Priest is too much ten different movies and genres and not enough its own animal. The concept – a world overtaken by monsters and religion – is solid and workable, but the director got too mixed up in iconography and iconoclasm to let that concept fly.

 

For those wanting a good romp with dark imagery, fighting and monsters (that don’t really resemble vampires), this is the movie for you.  Catholics and filmgoers who want something more, go elsewhere.

 

Shark Night (2011)

Last night I watched Shark Night (David R. Ellis, director, written by William Hayes and Jesse Studenberg).

I’ve been fascinated by the evolution of the modern schlock horror movie. What do you do if you’re a purveyor of traditional schlock? You want to follow the rules. You want the chaste blonde heroine who has a suitably girlish and non-threatening body. You want a white boy who doesn’t quite get the blonde girl, but since he’s the only guy left at the end of the movie, they’ll probably get together and help keep The Tribe alive. You want a product, a story that demands little of the viewer’s mind. You want expendable actors who later get into carpentry and perhaps gay porn, and especially expendable actresses who can be counted on to get naked and then stop acting and settle down.

But these days? Good special effects are too cheap, and they’re everywhere. Youth culture is too linked, too on-line, and it’s too easy to write a script with a zillion references to gaming and little buzzwords found on Reddit.  Everyone, even the people who act in awful movies like Shark Night, is someone.

Yup, the blonde good girl.

You might want to see Beth, the typical horror movie promiscuous girl, get naked, but she’s played by Katherine McPhee, who placed second in American Idol and can’t afford to get naked because she probably is aiming for a slot on Entertainment Weekly.

You might sit back and wait to see Malik, the expendable black guy, get eaten (he does indeed get eaten), but the actor who plays him (Sinqua Walls) is far too likeable and made me faintly hope that he might live and get to marry his Hispanic girlfriend (also eaten).

You might want to see the bad guy (Dennis Crim) kill everyone and still get the blonde girl. You might want to see the corrupt Sherrif (Donal Logue!!) kill everyone and head out to do Leno. Nothing works if your actors don’t match your material.
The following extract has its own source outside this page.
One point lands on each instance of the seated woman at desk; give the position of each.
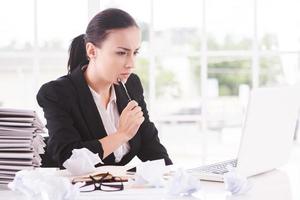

Sort of wish this guy survived instead.

This is the problem with Shark Night. The actors were excellent, the effects were good, the setting (shot in Lake Caddo in the Ark-LA-Tex area) was beautiful, and the writing was excellent. But it was just about some rednecks setting sharks lose in a salt-water lake as a means of making a reality show. It wasn’t about anything, when it could have been something really special. A whole team of people were waiting to see this movie through to a place of brilliance, but the producers just wanted a peace of dung that would comfortably stand beside all the dreck that’s come before. 

But there’s a chance for something different. Horror fiction is probably dead. It’s degenerated into desperate fandom. It’s fallen victim to collectors and small presses selling crap for fifty bucks a copy, and the writing – what a book is about, to be honest and obvious – has fallen victim to whatever hack has a lot of twitter followers. But the digital medium – what movies have streamed into – is stronger than ever and has more venues than ever. Horror movies might be what saves horror.

Get in touch with your favourite director and demand something different from him or her. It’s possible if you stand up and say something.

Edit: This movie had no gore. The camera turned away whenever a shark went in for the kill. And no nudity. It did the typical shaming-the-easy-girl and save-the-chaste-blonde-girl routine as always, but it tried to do without without nudity.

This is all the nudity there is. No further than this.